Suppose vertices v_0, v_1,..., v_{n-1} vertices form a negative-weight cycle, that at some point their entries in the dist array are d_0, d_1,\ldots, d_{n-1}, and that the numbers w_0, w_1,\ldots, w_{n-1} represent the weights of edges in the cycle, where w_i is the weight of the edge from v_i to v_{i+1}. Now, because the cycle has negative weight, we know that w_0+w_1+\ldots+w_{n-1}<0. We show by contradiction that it is always possible to relax one of the edges.

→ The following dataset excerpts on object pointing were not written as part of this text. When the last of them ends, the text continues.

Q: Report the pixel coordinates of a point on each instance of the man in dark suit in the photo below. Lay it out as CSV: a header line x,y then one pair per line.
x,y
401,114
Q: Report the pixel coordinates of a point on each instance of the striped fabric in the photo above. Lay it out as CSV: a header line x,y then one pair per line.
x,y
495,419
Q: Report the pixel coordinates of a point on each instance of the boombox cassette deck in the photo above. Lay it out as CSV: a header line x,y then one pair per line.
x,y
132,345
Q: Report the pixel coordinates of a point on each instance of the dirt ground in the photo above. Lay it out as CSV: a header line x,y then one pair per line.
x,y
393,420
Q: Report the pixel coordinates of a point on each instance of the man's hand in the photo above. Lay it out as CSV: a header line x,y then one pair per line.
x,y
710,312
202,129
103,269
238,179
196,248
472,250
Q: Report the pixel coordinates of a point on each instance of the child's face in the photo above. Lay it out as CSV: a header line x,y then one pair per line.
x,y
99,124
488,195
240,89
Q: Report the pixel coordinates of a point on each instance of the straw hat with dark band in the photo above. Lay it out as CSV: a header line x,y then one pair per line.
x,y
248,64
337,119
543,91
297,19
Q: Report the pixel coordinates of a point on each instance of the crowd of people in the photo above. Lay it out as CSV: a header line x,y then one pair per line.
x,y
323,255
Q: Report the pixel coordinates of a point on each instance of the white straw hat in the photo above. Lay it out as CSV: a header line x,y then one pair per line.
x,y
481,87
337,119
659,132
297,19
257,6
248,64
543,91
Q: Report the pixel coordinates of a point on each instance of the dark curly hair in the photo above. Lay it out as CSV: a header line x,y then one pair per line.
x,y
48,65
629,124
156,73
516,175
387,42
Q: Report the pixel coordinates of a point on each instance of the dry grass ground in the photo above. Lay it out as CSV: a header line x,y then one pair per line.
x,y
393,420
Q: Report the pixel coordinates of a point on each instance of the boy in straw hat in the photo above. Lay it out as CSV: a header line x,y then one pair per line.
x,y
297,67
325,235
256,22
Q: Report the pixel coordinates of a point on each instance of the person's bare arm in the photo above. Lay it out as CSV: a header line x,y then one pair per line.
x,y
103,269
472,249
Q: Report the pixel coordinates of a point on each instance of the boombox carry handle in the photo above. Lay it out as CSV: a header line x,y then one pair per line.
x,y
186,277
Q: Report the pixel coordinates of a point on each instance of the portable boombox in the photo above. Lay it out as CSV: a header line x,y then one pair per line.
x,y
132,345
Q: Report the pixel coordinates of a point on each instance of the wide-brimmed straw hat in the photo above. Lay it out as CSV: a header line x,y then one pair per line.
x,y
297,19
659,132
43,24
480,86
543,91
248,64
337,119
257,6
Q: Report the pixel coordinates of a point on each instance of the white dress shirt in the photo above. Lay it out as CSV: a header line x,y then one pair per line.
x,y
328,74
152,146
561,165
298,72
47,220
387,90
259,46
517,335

Suppose we assume the opposite: that there exists no i such that d_i + w_i < d_{i+1}. Then, we have d_0 + w_0 \ge d_1, d_1 + w_1 \ge d_2,\ldots, d_{n-1} + w_{n-1} \ge d_0. Adding yields (d_0 + d_1 + \ldots + d_{n-1}) + (w_0 + w_1 + \ldots + w_{n-1}) \ge (d_0 + d_1 + \ldots + d_{n-1}), which, after cancelling the d's, is a contradiction. So our assumption must be false, and it must always be possible to relax at least one of the edges in a negative-weight cycle. Thus, if there is a negative-weight cycle, it will always be detected at the end of the algorithm, because at least one edge on that cycle must be capable of relaxation.

References[edit]

  • Thomas H. Cormen, Charles E. Leiserson, Ronald L. Rivest, and Clifford Stein. Introduction to Algorithms, Second Edition. MIT Press and McGraw-Hill, 2001. ISBN 0-262-03293-7. Section 24.1: The Bellman-Ford algorithm, pp.588–592.